I think I mentioned on this blog a week ago that everyone in my family but me was sick. Well . . . that didn't last. Now almost everyone but me is well, or getting well. I got sick a week ago, and I thought I was getting better this past weekend. But last night I woke up every time my husband turned over, and every time I woke up, I was aware of how much me head ached. So when I woke up and noticed it was a bit light, I thought, I'll go downstairs and take some Advil and then come back up to bed. Then it can work while I sleep, and I'll feel better when I actually do get up.
So I went downstairs, and poured myself a glass of milk (so I wouldn't be taking it on an empty stomach) and got out the Advil and Sudefed (I was stuffy too) and then, just as I put one of the pills in my mouth, I felt a wave of nausea and got really dizzy. I remember saying, "Oh, sh--."
And then I don't remember anything until I had this weird moment when I was awake and couldn't figure out where I was, or who I was or what was going on. A minute more, and I realized I was on the kitchen floor. A minute more, and I remembered why I'd come downstairs.
-and can I just say: I hate that moment when you wake up from a faint and don't know what's going on. It's scary as all get out. -
So, as I lay there, I also realized that my head hurt. And I thought, of course it does, you fainted on a tile floor. And then I realized my elbow hurt too; I must have hit it first on the way down, and to be honest, I'm grateful, otherwise I might have hurt my head worse.
And then I realized I had to get back upstairs. it took me a long time to convince myself to go though. I felt so rotten; moving was the last thing I wanted to do.
but I did. I actually crawled, because I was afraid of fainting again and because I felt so rotten. I remember stopping partway up the stairs and thinking of that part in Little House on the Prarie where Pa and Ma were so sick, there was no one to get water for the children, who were also sick. and I thought, this is awful. I won't be able to take care of anyone. what would I do if the children needed me right now? I can't even stand up.

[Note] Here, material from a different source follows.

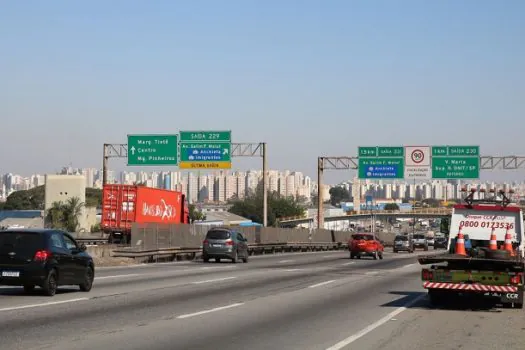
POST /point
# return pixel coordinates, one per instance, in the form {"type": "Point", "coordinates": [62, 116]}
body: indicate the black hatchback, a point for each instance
{"type": "Point", "coordinates": [46, 258]}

And I guess that's why I'm blogging this, other than the fact that I'm bored, and I'm finally able to sit up (I've been lying down, trying not to move all day - and this has been complicated by the fact that I can't lie straight back, because I have a huge, painful goose-egg bump on the back of my skull). Why is it that being this sick makes me feel nothing other than guilty? It feels shameful that I should have been so sick that I fainted. I know it's not my fault, but my husband's had to stay home from work and take care of the kids while I've done nothing - nothing - all day. I can't even write or craft (I'm getting away with this right now because I'm typing by feel mostly - reading lines of text makes me feel - how else? - sick. I keep trying to read a bit then having to stop. Yay for iTunes! At least I can listen). I just feel so silly.
and that strikes me as weird. I know it's normal for humans to feel badly about their faults, ashamed of the weaknesses we indulge, ashamed of our sins - but why do we also feel ashamed of the weaknesses we can't help? why is that part of the human condition?

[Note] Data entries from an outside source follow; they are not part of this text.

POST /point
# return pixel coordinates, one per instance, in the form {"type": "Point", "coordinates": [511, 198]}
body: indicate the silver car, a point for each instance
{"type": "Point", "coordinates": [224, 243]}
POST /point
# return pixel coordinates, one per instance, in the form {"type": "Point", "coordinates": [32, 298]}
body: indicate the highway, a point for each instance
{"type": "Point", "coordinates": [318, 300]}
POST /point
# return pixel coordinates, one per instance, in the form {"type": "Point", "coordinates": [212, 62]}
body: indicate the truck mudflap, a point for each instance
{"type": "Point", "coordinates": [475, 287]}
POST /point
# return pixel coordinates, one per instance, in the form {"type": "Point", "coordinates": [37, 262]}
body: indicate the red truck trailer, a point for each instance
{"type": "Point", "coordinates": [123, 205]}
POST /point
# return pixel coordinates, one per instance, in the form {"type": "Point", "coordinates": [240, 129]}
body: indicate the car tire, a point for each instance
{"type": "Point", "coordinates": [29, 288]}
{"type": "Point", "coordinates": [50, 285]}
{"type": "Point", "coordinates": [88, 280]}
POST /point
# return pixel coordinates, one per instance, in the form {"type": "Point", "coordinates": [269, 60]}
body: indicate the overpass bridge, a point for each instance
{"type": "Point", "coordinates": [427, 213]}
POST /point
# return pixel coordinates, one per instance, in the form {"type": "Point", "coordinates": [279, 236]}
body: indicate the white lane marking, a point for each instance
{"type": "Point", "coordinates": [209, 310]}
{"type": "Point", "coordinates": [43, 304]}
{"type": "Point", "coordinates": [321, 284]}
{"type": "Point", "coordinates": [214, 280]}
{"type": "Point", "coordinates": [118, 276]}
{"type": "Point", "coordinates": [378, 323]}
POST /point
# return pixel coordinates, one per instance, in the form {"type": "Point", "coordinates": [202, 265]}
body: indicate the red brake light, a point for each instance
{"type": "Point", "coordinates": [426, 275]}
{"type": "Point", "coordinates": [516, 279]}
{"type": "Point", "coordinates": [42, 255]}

I don't know. but Virginia Woolf once wondered why there isn't more literature about illness and now, seeing how philosophical illness apparently makes me, I'm beginning to wonder myself. So here, Virginia, it's not literature, but here's at least a blog.

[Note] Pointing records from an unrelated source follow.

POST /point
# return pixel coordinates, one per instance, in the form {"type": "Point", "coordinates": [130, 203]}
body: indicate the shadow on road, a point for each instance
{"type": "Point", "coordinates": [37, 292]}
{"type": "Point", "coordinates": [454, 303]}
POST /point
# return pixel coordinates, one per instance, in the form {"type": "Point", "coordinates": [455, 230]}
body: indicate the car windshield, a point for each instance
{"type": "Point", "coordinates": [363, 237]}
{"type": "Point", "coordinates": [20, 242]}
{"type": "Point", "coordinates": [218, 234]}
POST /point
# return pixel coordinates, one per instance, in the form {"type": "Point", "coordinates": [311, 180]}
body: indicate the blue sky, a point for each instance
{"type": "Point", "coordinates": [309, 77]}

Hope all of you feel better than me.
peace of Christ to you,
Jessica Snell
p.s. someone is going to yell at me for not going to the doctor. First of all and most importantly, I can't imagine getting in a moving vehicle right now. Second, it's the flu. and it's not the first two days of it, so tamiflu or the like won't help. Three, I don't have a concussion. And so, I have nothing curable by meds. So . . . no moving vehicle for me, since it wouldn't do any good anyway.
p.p.s. I love my husband. He's been bringing me cold water and meds and soda crackers all day, while also taking care of the kids. Yay Adam!
3 comments:
Sorry you're knee-deep in suck. It sounds several steps beyond awful.
Couldn't help but take on your philosophical challenge, though. Guilt is a form of fear. Weakness is a source for fear to show up. So it makes some sense that exposed weakness might produce guilt. Guilt, however, involves someone's wrath potentially being invoked, so the interesting question I present is: whose wrath?
Oh my goodness! You poor thing! Take care of yourself. That said, it's difficult for women to do that when there are children to care for. Glad to hear you're on the mend.
Oh, Jess. I hope you feel better soon! I know you don't want to go to the doctor, but are you sure you didn't crack your skull?